Monday, 21 July 2014
In the woods this morning as a spider dangled from my hair and refused to go away and the horse flies were biting, the hound and I ambled along in the woods. The hound usually walks on ahead nose to the ground and every few feet will turn around to see the source of his food (me), just to reassure himself. I walk in my cathedral of nature either with my head turned upwards to gaze at the sky through the trees or downwards looking for mushrooms today as it is quite warm and they are out.
For the second time in my life I found a fossil and in the strangest of places: high up on a hill deep in the woods. There it was just as I turned my gaze from the heavens to my feet. I gasped in delight and the hound rushed over despite knowing his mama can be very dramatic about nothing in particular. (I was so transfixed I ignored the spider abseiling down my face.) I held the fossil in my hand and marveled at such an ancient thing as it quite simply took my breath away. Perfectly preserved in every detail you would see in a living oyster. I could even make out where the oyster itself had been preserved, as if soon after death, the minerals of the seas had simply enrobed it and so began the process of preservation in layers of silt, which over millennia had turned to stone. The youngest fossils are 10,000 years old, the oldest, billions. Not one of us was around when this perfect thing was being made.
The mystery wrapped in the riddle hidden in the enigma that is life.
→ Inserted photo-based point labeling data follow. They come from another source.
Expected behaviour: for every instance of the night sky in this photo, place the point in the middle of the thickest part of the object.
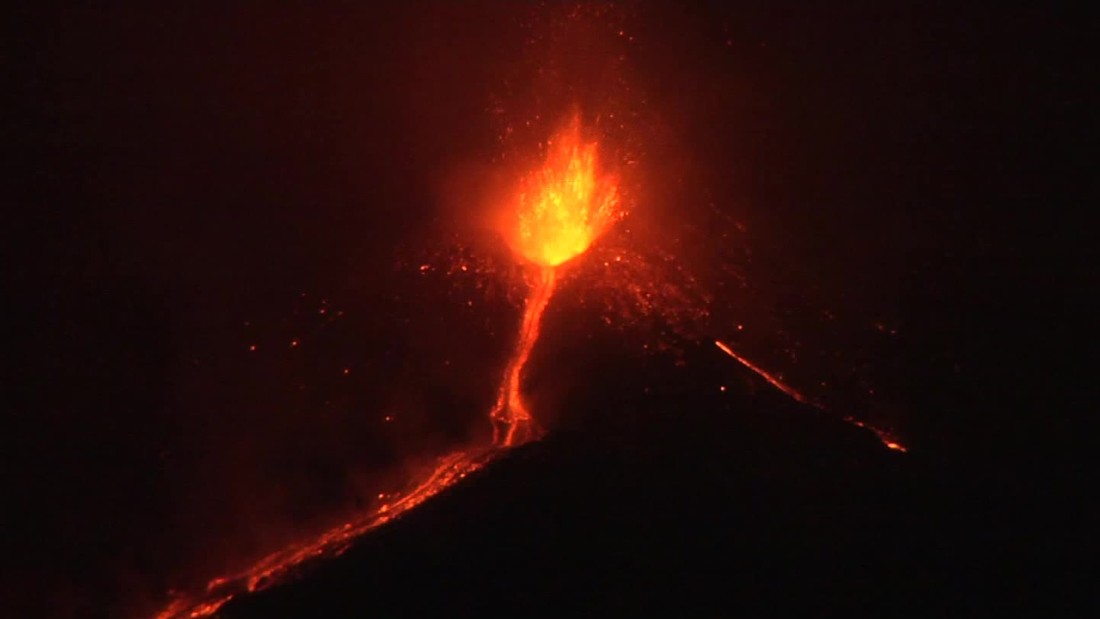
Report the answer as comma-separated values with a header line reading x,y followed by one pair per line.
x,y
888,198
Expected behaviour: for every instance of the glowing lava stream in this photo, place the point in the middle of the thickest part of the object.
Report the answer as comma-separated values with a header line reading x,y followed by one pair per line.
x,y
509,413
884,437
560,209
277,566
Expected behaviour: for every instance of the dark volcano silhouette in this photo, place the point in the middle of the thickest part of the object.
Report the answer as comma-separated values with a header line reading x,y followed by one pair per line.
x,y
702,503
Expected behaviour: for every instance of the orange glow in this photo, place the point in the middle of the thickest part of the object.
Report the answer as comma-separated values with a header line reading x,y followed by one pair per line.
x,y
558,211
509,415
883,437
277,566
563,206
771,379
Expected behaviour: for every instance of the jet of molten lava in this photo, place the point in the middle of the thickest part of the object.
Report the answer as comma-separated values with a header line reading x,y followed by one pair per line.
x,y
559,210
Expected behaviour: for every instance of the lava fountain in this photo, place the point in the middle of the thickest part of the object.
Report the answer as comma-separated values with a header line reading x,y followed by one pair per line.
x,y
556,213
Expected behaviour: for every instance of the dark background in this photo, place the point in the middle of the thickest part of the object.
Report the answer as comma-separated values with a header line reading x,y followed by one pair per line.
x,y
184,184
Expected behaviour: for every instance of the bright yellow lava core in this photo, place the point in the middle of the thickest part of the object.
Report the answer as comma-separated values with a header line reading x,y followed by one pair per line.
x,y
562,207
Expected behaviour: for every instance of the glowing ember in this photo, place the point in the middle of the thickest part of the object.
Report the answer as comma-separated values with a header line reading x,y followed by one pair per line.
x,y
559,210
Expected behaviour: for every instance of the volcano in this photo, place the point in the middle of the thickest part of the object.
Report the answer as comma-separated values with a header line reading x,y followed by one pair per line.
x,y
691,499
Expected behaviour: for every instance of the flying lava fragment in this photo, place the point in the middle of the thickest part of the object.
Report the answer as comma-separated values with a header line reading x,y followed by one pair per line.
x,y
556,213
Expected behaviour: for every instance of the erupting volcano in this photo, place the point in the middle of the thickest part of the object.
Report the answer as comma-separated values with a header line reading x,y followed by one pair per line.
x,y
553,216
557,212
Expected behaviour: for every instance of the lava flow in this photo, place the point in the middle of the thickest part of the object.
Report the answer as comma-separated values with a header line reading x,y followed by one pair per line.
x,y
884,437
559,211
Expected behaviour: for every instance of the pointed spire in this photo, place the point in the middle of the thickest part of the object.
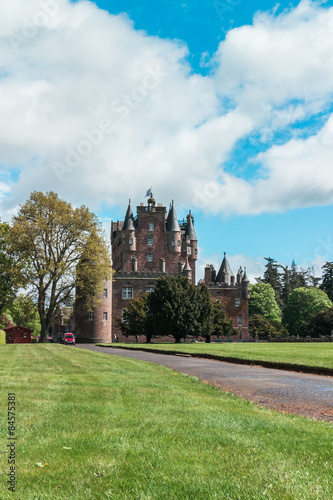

Temporary, ephemeral and yet so much of it is spent in anxious abeyance. Grasping at things that don't matter, spending time in anticipation with people who don't count for anything and are incapable of helping us become better human beings. From the heavens we must appear as ants, scurrying frenetically to nowhere in particular and not recognising the true purpose of living.
Then a fossilised oyster comes along, driven out of its hiding place by thunder and lighting two days in a row.
A long dead oyster. You, me and infinity.